The Big Hole Mountains are simply the northern part of the Snake River Range (see the Palisades Backcountry). The Big Holes are separated from the Snake River Range by Idaho Highway 31 which leads from Swan Valley, Idaho up Pine Creek Canyon and over Pine Creek Pass into the Teton Basin and the town of Victor, Idaho.

The western boundary of the Big Hole Mountains, and part of the roadless area boundary is the scenic, free-flowing Snake River in a basalt and limestone canyon downstream from Conant Valley.

This photo shows the limestone cliffs of the Big Hole Mountains rising above the South Fork of the Snake River along the western edge of the roadless area.

© Ralph Maughan
A stretch favored for fishing by Vice President Cheney
Don't you wish he'd give to conservation rather than just enjoy what the rest of us fought to conserve?

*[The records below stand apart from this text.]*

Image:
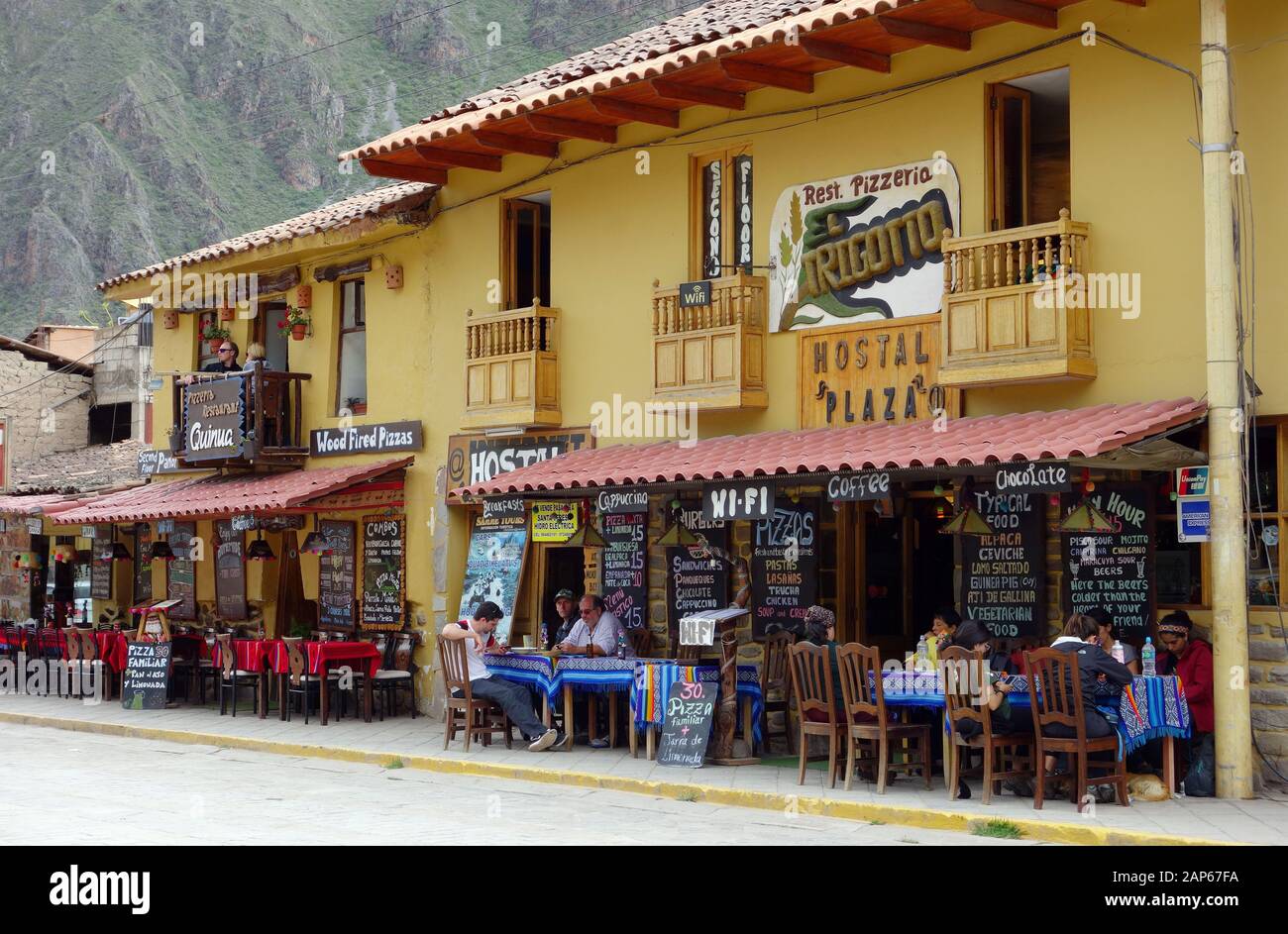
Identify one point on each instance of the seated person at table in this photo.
(513, 698)
(1109, 638)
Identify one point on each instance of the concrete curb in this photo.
(926, 818)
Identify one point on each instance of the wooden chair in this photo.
(774, 676)
(965, 675)
(1055, 692)
(864, 697)
(477, 718)
(811, 683)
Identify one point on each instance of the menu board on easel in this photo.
(336, 574)
(230, 571)
(625, 567)
(181, 572)
(384, 572)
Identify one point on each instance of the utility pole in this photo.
(1227, 427)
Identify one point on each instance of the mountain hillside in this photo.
(132, 131)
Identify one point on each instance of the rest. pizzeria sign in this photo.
(862, 248)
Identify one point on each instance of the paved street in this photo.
(85, 788)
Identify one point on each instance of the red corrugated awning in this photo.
(964, 442)
(227, 495)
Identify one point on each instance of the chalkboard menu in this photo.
(142, 565)
(230, 571)
(146, 679)
(785, 566)
(1004, 574)
(625, 567)
(690, 712)
(181, 572)
(335, 573)
(696, 579)
(382, 571)
(1115, 570)
(101, 567)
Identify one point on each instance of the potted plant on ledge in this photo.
(295, 324)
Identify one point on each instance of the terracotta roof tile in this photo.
(966, 442)
(384, 200)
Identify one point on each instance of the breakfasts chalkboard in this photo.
(1004, 574)
(181, 572)
(625, 567)
(691, 707)
(230, 571)
(785, 566)
(384, 582)
(146, 679)
(336, 574)
(1115, 570)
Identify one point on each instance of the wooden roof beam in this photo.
(695, 94)
(406, 172)
(925, 33)
(644, 114)
(772, 76)
(1019, 11)
(846, 54)
(576, 129)
(459, 158)
(528, 146)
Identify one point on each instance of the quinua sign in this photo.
(862, 248)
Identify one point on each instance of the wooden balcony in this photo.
(267, 432)
(997, 328)
(712, 356)
(511, 368)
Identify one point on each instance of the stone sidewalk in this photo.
(419, 744)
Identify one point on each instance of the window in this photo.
(720, 213)
(1028, 150)
(352, 368)
(526, 247)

The Big Holes are about a thousand feet lower than the Snake River Range and not quite as spectacular. There are many trails, although upkeep on quite a few is spotty at best.

There are opportunities for solitude, although increasing numbers of dirt bikes and ATVs roam and ravage the area, and the more gentle north slope of the area (which is no longer roadless) has lots of snowmobiles in the winter (but not in the portion photographed below). The photo shows some early spring slab avalanches on Black Mountain in the rugged southeastern corner of the area.

© Ralph Maughan

The area has mule deer, elk, moose, bighorn sheep, black bear and coyotes. The South Fork of the Snake River corridor with its large cottonwood forest is regarded is some of the best wildlife habitat in Idaho. There is a large concentration of bald and golden eagles along the river corridor and much other wildlife. Idaho conservationists, in the past, had to keep fighting off a proposal to dam this section to create the "Burns Creek" or Lynn Crandall" dam. Support for more damming the Snake River in the area seems to have died out. Most battles today are with subdividers. Fortunately the Nature Conservancy was able to protect some of the most vulnerable riparian bottomlands.

First light (5:00 am in late June) Garns Mountain roadless area
© Ralph Maughan

The Big Hole Mountains might eventually become an expansion area for the wolves and grizzly bear in the Greater Yellowstone area. Both are known to have passed through the area.